Puede que no haya palabra más voceada que "libertad" a todo propósito, venga o no a cuento, y que permanezca sin embargo peor entendida. En el terreno filosófico la libertad se llama libre albedrío y ha conocido varios intentos exterminadores, que antaño venían de la teología y hoy de la divulgación científica, es decir en ambos casos de saberes algo borrosos, coloristas y propensos a la truculencia intimidatoria. Tomemos por ejemplo Incógnito (ed. Anagrama) del neurocientífico David Eagleman, obra muy entretenida, que se propone revelar "las vidas secretas del cerebro" (no tan secretas, claro, gracias a él como Los misterios de las catedrales dejaron de serlo después de que Fulcanelli escribiese dos volúmenes sobre ellos). Según parece entre esos secretos revelados no tiene lugar el libre albedrío: más allá de la ilusión psicológica de actuar por nosotros mismos, todo es determinismo genético y cultural. Convendría leer también por si acaso El mito del cerebro creador (ed. Alianza), del catedrático de la Universidad de Oviedo Marino Pérez Alvarez.
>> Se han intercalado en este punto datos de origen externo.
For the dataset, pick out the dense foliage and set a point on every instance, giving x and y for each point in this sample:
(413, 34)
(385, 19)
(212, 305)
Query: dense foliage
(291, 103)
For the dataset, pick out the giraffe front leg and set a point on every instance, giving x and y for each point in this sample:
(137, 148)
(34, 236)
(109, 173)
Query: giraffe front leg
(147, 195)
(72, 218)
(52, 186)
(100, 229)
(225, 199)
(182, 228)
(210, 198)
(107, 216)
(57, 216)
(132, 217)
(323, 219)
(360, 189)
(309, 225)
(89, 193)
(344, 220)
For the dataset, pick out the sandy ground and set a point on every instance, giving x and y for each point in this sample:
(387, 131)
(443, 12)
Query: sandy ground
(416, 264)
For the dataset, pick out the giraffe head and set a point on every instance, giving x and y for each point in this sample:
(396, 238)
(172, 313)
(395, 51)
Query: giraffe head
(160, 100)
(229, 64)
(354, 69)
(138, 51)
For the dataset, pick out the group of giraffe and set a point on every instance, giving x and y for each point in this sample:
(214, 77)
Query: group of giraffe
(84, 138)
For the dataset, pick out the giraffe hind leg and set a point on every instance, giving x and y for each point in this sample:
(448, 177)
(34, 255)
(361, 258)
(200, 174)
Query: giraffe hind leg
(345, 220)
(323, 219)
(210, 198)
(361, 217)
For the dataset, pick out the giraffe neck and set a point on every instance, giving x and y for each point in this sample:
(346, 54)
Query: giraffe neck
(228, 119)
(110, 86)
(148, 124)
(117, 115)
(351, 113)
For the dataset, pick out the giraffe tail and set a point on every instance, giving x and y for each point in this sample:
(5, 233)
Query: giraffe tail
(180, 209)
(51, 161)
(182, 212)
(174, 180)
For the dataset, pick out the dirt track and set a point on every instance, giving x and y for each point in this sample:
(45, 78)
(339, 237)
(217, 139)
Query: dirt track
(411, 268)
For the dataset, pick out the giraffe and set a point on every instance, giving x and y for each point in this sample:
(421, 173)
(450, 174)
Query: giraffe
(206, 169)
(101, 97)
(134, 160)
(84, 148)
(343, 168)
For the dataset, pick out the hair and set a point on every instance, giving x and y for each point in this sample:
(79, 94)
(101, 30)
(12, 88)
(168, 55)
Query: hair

Que la neurociencia liquide el libre albedrío es cosa tan improbable como que la espectrografía de sonidos acabe con la inspiración musical, pero sin embargo ha causado cierta satisfecha perplejidad en mi amigo Arcadi Espada, que se dice mareado por la perspectiva de la vida humana sin libertad de elección, aunque parece irse acostumbrando bien (en El cultural de El Mundo, 1/3/03). Su triunfal desconcierto me recuerda al de aquel solipsista (es decir, partidario de la idea de que sólo existe uno mismo como sujeto que percibe y crea la realidad) cuando escribió a Bertrand Russell que los argumentos a favor del solipsismo le parecían tan concluyentes que le extrañaba que no hubiera más gente partidaria de él…
Quizá lo del libre albedrío pueda aclararse al menos en parte dilucidando a que se refiere ese término, tarea propia de la hoy semi-olvidada filosofía, pero en lo tocante a libertades cívicas el asunto se hace más complejo. Por ejemplo, esa sentencia del Tribunal Supremo anulando la prohibición dictada por el Ayuntamiento de Lleida del burka y otros velos islámicos en los espacios públicos. La prohibición municipal respondía al deseo de garantizar la igualdad entre mujeres y hombres, mientras que la sentencia del TS pretende proteger la libertad religiosa. Confieso que siempre que leo los apellidos que se le suelen poner a la libertad (religiosa, de comercio, de expresión, de cátedra, etc…) me acuerdo de aquella democracia orgánica de los tiempos franquistas. Prefiero la libertad (y la democracia, claro) sin remoquetes que con frecuencia se vuelven contra ella. La libertad es la facultad social del ciudadano para hacer lo que le parezca más conveniente por las razones subjetivas que sean: interés, placer, devoción, vanidad, etc… Naturalmente, la sociedad tiene el derecho y el deber de poner límites a esa libertad cuando su ejercicio comporta daños o peligros objetivos para otros: inseguridad, lesiones, difamación, destrucción de bienes, expolio laboral, etc… Los motivos subjetivos de cada cual deben dar lo mismo a la autoridad, a la que sólo compete evitar los efectos objetivamente perjudiciales de las acciones sobre los demás.
De modo que si alguien se identifica cuando legítimamente es requerido a ello, no veo por qué no puede llevar burka o escafandra, sean sus motivos religiosos o submarinistas. Lo que es lesivo para la dignidad humana es que se nos prohiba hacer algo que no va contra ninguna legalidad racional, pero resulta desacostumbrado. Tan tiránico me parece forzar a las mujeres a ir veladas en nombre de Mahoma como a que se quiten los velos que quieran vestir en nombre de Simone de Beauvoir. Y si hablamos de igualdad, ¿hay alguna prohibición de indumentaria para los varones? ¿se les prohíbe acaso llevar minifalda o tacones de aguja…o burka? ¿un hombre con pasamontañas en verano es sólo estrafalario pero una mujer con velo está siempre oprimida, aunque ella diga lo contrario? Sin hablar de veladuras, es revelador al respecto el admirable ensayo "Sobre la libertad" de John Stuart Mill, el único libro de filosofía que yo impondría como lectura obligatoria para todos…contraviniendo así los deseos del propio autor.